Monday, November 29, 2010

Unsafe at Any Rate

By Hank Hultquist, Vice President-Federal Regulatory, AT&T

In recent blogs I have explored: (a) the FCC’s absurd practice of regulating the structure of long distance pricing even as long distance is rapidly vanishing as a distinct consumer service; and (b) the foolishness of extending obsolete interconnection rules to IP networks.

Today, I will try to tie these seemingly distinct modes of transportation together and, in so doing, explain how the FCC can finally put this industry on the road to rationality.

It is axiomatic that interconnection on the telephone network (a.k.a., the PSTN) has become an upside-down world of inefficiencies and arbitrage. This entire system is built on a series of arbitrary rules and assumptions that have long been overtaken by reality.

We have a system that entitles service providers to file tariffs pursuant to which they can unilaterally extract payments from other service providers for “terminating” calls from those other service providers’ customers. To make matters worse, and despite the fact that the functions performed in “terminating” all calls are identical, the applicable rates can vary greatly depending on whether a call is “local,” “intrastate long distance,” or “interstate long distance,” or dialed from a mobile smartphone, skyped from a laptop or placed from the dusty home “landline.”

You may be wondering what it means to “terminate” a telephone call? Simply put, it’s opening a circuit between a trunk and a line so that the called party can talk to the calling party.
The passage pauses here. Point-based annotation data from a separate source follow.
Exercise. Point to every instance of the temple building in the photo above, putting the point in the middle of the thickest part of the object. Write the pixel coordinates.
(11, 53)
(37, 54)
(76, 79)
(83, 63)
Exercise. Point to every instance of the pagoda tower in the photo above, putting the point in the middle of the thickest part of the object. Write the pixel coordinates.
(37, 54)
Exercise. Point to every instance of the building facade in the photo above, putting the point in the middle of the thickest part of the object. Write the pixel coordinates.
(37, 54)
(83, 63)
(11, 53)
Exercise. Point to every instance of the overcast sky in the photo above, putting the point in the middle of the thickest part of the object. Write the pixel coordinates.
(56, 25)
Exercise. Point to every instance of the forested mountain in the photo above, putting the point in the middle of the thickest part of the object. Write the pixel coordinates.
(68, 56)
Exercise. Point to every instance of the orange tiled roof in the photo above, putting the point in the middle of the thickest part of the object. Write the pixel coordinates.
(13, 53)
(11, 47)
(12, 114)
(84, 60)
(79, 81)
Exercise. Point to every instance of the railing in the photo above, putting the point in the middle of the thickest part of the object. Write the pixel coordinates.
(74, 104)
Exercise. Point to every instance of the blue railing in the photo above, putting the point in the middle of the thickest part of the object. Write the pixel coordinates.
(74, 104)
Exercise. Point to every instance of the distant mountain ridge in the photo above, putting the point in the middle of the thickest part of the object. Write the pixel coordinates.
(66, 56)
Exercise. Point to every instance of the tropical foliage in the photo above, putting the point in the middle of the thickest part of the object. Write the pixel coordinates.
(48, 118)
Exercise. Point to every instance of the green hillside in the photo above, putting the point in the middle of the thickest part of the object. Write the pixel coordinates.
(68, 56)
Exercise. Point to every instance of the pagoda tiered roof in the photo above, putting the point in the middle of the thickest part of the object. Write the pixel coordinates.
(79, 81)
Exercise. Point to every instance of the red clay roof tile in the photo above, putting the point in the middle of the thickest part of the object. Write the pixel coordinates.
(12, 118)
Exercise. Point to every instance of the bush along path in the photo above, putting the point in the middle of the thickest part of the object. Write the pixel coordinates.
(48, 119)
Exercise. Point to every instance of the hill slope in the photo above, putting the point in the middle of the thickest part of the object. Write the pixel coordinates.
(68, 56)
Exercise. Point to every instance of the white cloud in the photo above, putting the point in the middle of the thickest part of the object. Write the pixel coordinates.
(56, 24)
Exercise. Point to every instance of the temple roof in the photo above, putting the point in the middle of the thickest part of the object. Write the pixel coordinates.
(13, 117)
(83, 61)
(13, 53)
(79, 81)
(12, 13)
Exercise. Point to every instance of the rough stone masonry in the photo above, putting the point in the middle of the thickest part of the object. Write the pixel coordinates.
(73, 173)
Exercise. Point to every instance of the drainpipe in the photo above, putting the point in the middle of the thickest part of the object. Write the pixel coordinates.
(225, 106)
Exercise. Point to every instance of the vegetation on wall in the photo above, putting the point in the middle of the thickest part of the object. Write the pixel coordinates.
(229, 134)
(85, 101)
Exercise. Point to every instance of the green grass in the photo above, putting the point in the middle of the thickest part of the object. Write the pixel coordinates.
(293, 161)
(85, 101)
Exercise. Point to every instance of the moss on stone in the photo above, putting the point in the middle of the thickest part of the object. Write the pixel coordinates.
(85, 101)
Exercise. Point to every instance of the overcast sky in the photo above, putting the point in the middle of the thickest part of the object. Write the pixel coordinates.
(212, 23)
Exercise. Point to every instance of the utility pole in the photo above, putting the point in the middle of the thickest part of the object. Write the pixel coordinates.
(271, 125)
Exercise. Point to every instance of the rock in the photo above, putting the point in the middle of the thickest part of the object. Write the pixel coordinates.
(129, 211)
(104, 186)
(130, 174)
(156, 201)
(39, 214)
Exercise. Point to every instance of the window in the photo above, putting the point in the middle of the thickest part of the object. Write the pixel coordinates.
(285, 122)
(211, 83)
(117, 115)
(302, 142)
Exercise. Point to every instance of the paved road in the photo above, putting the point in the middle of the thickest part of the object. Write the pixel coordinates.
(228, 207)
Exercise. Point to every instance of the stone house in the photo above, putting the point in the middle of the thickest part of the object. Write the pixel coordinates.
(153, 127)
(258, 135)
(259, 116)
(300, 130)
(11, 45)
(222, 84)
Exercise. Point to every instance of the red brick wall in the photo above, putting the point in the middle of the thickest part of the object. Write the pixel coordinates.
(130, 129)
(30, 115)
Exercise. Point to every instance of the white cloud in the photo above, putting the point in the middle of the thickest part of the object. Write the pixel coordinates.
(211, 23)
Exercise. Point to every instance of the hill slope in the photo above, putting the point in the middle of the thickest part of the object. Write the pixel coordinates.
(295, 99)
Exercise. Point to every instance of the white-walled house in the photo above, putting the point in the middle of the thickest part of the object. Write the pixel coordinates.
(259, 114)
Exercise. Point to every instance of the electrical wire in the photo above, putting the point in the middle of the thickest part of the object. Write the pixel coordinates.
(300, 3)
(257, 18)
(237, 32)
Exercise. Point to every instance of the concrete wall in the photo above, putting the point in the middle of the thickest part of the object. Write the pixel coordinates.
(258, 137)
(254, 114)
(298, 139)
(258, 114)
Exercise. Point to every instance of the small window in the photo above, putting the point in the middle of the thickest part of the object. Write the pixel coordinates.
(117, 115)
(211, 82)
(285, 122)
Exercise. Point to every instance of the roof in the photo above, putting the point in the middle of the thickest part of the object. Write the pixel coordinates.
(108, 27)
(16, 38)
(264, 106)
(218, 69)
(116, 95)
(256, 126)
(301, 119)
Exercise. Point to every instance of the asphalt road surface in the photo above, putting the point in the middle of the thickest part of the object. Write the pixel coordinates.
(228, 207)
The “theory” behind allowing carriers to unilaterally charge other carriers for this “service” via tariff is that: (a) network costs can accurately be “measured out with coffee spoons” to into individual minutes; and (b) the calling party has “caused” the called party’s service provider to incur “costs” in order to “terminate” the call. What a mound of malarkey!

In reality, both customers benefit from a phone call, until they don’t. Which is why we retain the ability to hang up on or, as my six-year-old says, “turn off” the person at the other end. In reality, network costs are almost entirely fixed and not divisible by regulators into “minutes of use.” In reality, consumers no longer recognize “local,” and “intrastate toll,” and “long distance” as separate services. In fact, many of our customers are more concerned about needing to communicate something in 140 characters or less.

So, why do regulators so willingly suspend their disbelief when it comes to these fictions? They have wanted to maintain, at subsidized rates, the universal availability of “basic local exchange service.” To do so has required this vast apparatus of intercarrier compensation rates, as well as network interconnection on a local market-by-local market basis. Meanwhile, more and more consumers have voted with their wallets for all-distance voice services.

But there is a way out of this mess. If regulators were to take away the regulated intercarrier compensation meter and require providers to recover costs from their own customers (potentially including willing wholesale customers as in the broader IP transit market) or, when appropriate, from explicit subsidy mechanisms, the industry would be free to move to more rational, more competitive, and less confusing for consumers, business practices. This would not be a world without rules (despite the red herring assertions of some).

It would be a world without regulated rates for arbitrary “services.” In such a world, “long distance” would increasingly be a wholesale service purchased by local access providers in order to connect their customers to everyone else. “Local interconnection” would fade away as carriers interconnected at higher capacities and at fewer locations. And rate-driven arbitrage, like traffic pumping, would cease. The single biggest obstacle to getting there is the continued existence of regulated rates for intercarrier compensation.

Reprinted from the AT&T Public Policy Blog.